Ah. That game. I turned and walked away from the pantry, peeking behind furniture as I went.

“Not quite so cold” under the dining-table.
“Warm-ish” at the glass-blower.
“Tingly!” attached to Jeeves’s brass back plate. Poor thing, prevented from his polishing duties by my daughter’s games again, his clockwork had wound down while he waited for me at the cellar door.

I was descending the stairs when one of Agnes’s angel automatons zoomed up at me, thrusting a piece of paper – “Toasty!”- into my hands before exhausting its spring and collapsing in an inelegant spiral. I lifted the device gently: Agnes had updated the design, making it more articulate than ever, its filigree wings capable of boosting it into the air in a momentary approximation of flight. Ingenious, if limited – like all of our work – to the power that could be extracted from the spring.

My daughter greeted me, beaming, at the foot of the stairs. The workshop was basked in a golden glow. Agnes’s little hand wrapped around mine as she led me into the laboratory. The light was emitted by a sphere, as tall as a man, suspended in mid air. Dozens of angel automatons hovered around the device. I stared at the spectacle, astounded that not one of them seemed to flag or fall. Instead, their graceful bodies arranged themselves in the air to spell out a single word:


9 thoughts on “Hot”

  1. Ooh, lovely – quirky and fun take on the theme, and an agreeably steampunky setting. I also find the knacky Agnes, her mind-games and amazing tech achievements, just the faintest bit disturbing – is that deliberate?

    I’m a bit confused by your historical register – the voice and vocabulary are contemporary, but clockwork and angels and copperplate say vaguely Victorian to me – is that my preconceptions at work?

    Remind me to give you Jay Lake’s Mainspring for rather fun clockwork fantasy also bizarrely concerned with angels. Clockwork angels are apparently the new black :>.

    1. Ah, Agnes definitely came out a little spooky – a genius inventor child somehow turns out that way in my head.
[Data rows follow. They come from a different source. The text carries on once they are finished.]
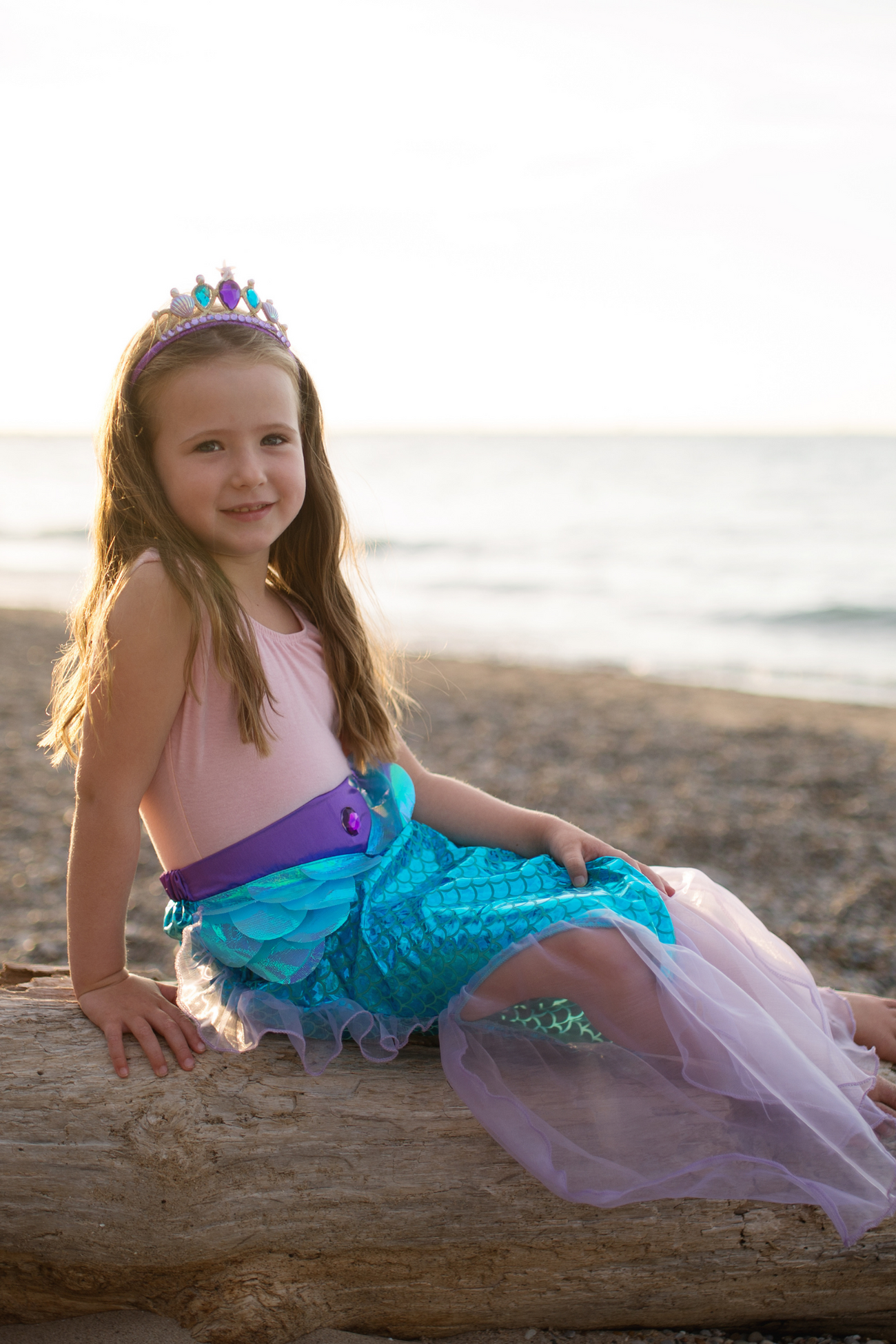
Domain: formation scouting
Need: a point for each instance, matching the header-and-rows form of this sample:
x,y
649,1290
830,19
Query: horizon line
x,y
543,431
      I say pshaw! to historical register, as it involves research and suchlike 😉 No, seriously, I did not have this in my head as the Victorian steampunk convention – this is somewhere, somewhen, in a parallel universe not so far away, and so a mixture of modern and victorian language was fine in my head. If anything, I tried to make things sound slightly off to make the place sound slightly different to our reality.

  2. I really enjoyed this. I like the quirkyness of the world; love the idea of a spring-power child genius and a world where spring power is common place.
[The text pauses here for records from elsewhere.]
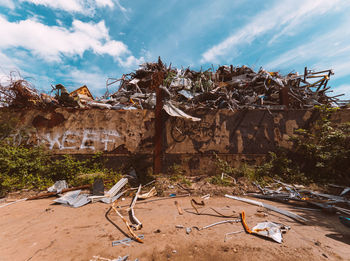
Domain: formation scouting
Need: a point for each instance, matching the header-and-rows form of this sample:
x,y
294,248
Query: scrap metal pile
x,y
228,87
298,195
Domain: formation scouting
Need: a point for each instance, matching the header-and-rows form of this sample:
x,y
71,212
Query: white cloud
x,y
342,89
86,7
281,17
52,42
66,5
123,9
7,3
131,61
103,3
329,49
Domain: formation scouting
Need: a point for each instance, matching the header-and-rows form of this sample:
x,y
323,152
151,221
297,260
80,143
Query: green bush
x,y
34,168
321,154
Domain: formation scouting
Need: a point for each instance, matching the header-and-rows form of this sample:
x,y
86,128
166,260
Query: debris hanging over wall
x,y
228,87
    The relationship between the the child and parent is lovely and beautifully expressed. Great writing to get a character, a interesting relationship and enough world-building to make the end magical in the prerequisite 250.

    I wanted to see more description of the automatons but in my mind they are beautiful finely wrought brass objects. This sentence ‘Agnes’s little hand wrapped around mine’ jarred me slightly because only big hands wrap around mine but this is a minor quibble.

    Love the first paragraph as an introduction to the game although the sentence containing ‘copperplate’ caused me to reread it a few times; mostly due to my modern disconnect between fonts and writing by hand.

    Lovely world – would be interesting to try this much longer.

    1. Thank you! Yes, I picture the automatons as brass and fine filigree, delicate masterworks.

      How about “wrapped around my fingers” as an alternative? I do really picture the little hand taking the big one, just must find wording to express that.

  3. I thought this was terribly cute. I didn’t think Agnes came across as disturbing at all but then I read a lot of manga that have child genius or some kind of young prodigy in them. Actually, the story reminded me of Full Metal Alchemist. I enjoyed it.

  4. This was a fun piece and I enjoyed it.

    My favourite bit — and what worked best for me — was the introduction of the clockwork mechanisms through poor, wound down Jeeves: for us, the reader, the important point is that Jeeves is clockwork and that clockwork mechanisms exist and are quite versatile; the narrator doesn’t explicitly say any of this, keeps to their point of view, and only states that Jeeves has wound down. Nice.

    The only bits that made me uncomfortable, and this is minor, was that the messages — such as “Cold” and “HOT” — didn’t end with full-stops, but it’s not really a problem at all.

  5. I loved this. It was beautiful – at the same time a magical steampunky kind of vibe and a normal household vignette. I loved the characters: the narrator playing with her (or his, I guess) daughter, the daughter’s cleverness and playfulness (I didn’t find her creepy – I thought she was lovely and mischievous), and Jeeves’ stoicism.

    I also love the descriptions of the space, told through the game (pieces of paper under or in objects), and the automata.

    The story is engrossing and I want to know more about what’s happening downstairs :-)

    I agree with elementalsystems about Agnes’ hand and like your alternative a lot.